I sometimes hear therapists mention specific software programs they’re using in their practices for tasks like notes, calendar/schedulers, online file storage, billing, video sessions or email and then add something like, “They’re HIPAA compliant. They just don’t – you know – have Business Associate Agreements.”

This is not only wrong, it’s SCARY wrong. If you don’t have a Business Associate Agreement (BAA) with each software company that stores or transmits your clients’ PHI (Protected Health Information), that by itself is a HIPAA violation. This is true even if everything else you’re doing is in perfect compliance. If caught, you could be facing a “willful neglect” penalty and those start at $50K per violation. Claiming ignorance won’t exonerate you. As healthcare professionals, it is our responsibility to understand and implement HIPAA in our practices.
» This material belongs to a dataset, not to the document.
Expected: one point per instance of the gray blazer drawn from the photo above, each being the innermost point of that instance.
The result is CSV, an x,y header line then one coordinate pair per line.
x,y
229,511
There’s another problem with the scenario above: products can’t be HIPAA Compliant. What determines compliance is a combination of using products that meet HIPAA’s standards PLUS enforcing the HIPAA policies and safeguards you have in place for your practice. Although products do need some way to let you know that, if used correctly, they can contribute to your overall compliance strategy, it would be more accurate for healthcare products to state “Can Be HIPAA-Compliant-If-Your-Policies-Are-Correct-And-Up-To-Date-And-You-Are-Enforcing-Them.” For obvious reasons, products tend to just say they are HIPAA compliant and leave it up to the healthcare professional to understand their role in the compliance equation. However, it’s important to realize that just using a product that advertises HIPAA compliance does NOT automatically make your practice HIPAA compliant. Furthermore, if the product you are using won’t either provide you with their BAA or sign yours, it will never be possible to use that particular product and be in compliance with HIPAA.

Ensuring HIPAA compliance consists of, at a minimum, the two factors below. If you have one but not the other, you are not in compliance:

  • SOFTWARE: Only use software that meets HIPAA’s standards (which includes, among other things, that if the software company stores or transmits PHI, you must have a BAA with them).
  • YOU: Make sure your own HIPAA policies accurately describe your practice, are current, and are enforced.

If you’re a PSYBooks subscriber, you were given a BAA when you first signed up. You can also access it from the program at any time. That means that whether you’re using PSYBooks for your notes, email, billing, scheduling, online file storage, video sessions or any other PSYBooks feature, you’re covered from our end. If you’re concerned about your practice’s HIPAA policies, a good resource is The HIPAA Survival Guide.

(Note: PSYBooks subscribers are eligible for discounts on HIPAA Survival Guide products.)